Le bureau de l’Association, présidée par Isabelle BINARD, ainsi que ses adhérents et invités, m’ont chaleureusement reçue dans leur espace de délibération, créé pour échanger également avec le monde professionnel sur des sujets d’actualité, afin de partager notre expérience clinique et théorique.
Télécharger ici la plaquette de l’Atelier des Psychologues 2013_2014
Je vais retranscrire ici quelques fils issus du débat sur l’imposture managériale et ses effets désubjectivants sur le sujet à son poste de travail.
Nous savons tous que les modèles managériaux servent à rationaliser le travail pour augmenter son efficacité ou son « efficience ». Les pratiques de management qu’elles nous viennent du Japon ou d’Amérique induisent un rapport de domination entre le salarié et son employeur.
Ce qui a changé depuis les années 1990, c’est l’influence de la mondialisation et de la financiarisation sur les activités économiques menées magistralement par les nouvelles méthodes de management. Ce bouleversement participe au désastre des conduites des hommes, asservis, aliénés, dépossédés par des outils de gestion dits performants, bien évidemment, mais pour qui ? C’est toute l’organisation du travail qui est ainsi contaminée et pourtant, serait-elle défendue par une idéologie aberrante qui nous fascinerait ?
Rappelez-vous : France Télécom avec ses réorganisations permanentes, ses mobilités forcées, ses mises en concurrence des agents entre eux, a constaté toute une série de suicides qui sévirent sur ses lieux de travail, du jamais vu !!!
Un document interne de France Télécom datant de 2006 et relayé mardi 7 mai par Le Parisien témoigne de la violence sociale à l’époque au sein de l’entreprise, actuellement visée par une enquête judiciaire concernant une vague de suicides en 2008 et 2009.
Le quotidien rend public un fac-similé d’un compte-rendu d’une réunion d’octobre 2006 de l’Acsed, l’association des cadres de France Télécom, deux ans avant le premier des 35 suicides aujourd’hui examinés par la justice.
DES DÉPARTS « PAR LA FENÊTRE OU PAR LA PORTE »
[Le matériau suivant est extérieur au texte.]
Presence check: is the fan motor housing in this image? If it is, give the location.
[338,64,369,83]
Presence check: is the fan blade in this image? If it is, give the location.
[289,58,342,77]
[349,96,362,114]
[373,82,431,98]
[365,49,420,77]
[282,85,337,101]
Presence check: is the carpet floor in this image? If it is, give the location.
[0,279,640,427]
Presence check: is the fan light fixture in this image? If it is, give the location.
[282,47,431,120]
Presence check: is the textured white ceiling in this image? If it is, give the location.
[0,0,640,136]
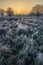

Selon ce document, l’ancien PDG Didier Lombard aurait déclaré : « Il faut qu’on sorte de la position mère poule. […] Ce sera un peu plus dirigiste que par le passé. C’est notre seule chance de faire les 22 000 » suppressions de postes programmées dans le cadre du plan Next, qui visait à réduire les effectifs entre 2006 et 2008.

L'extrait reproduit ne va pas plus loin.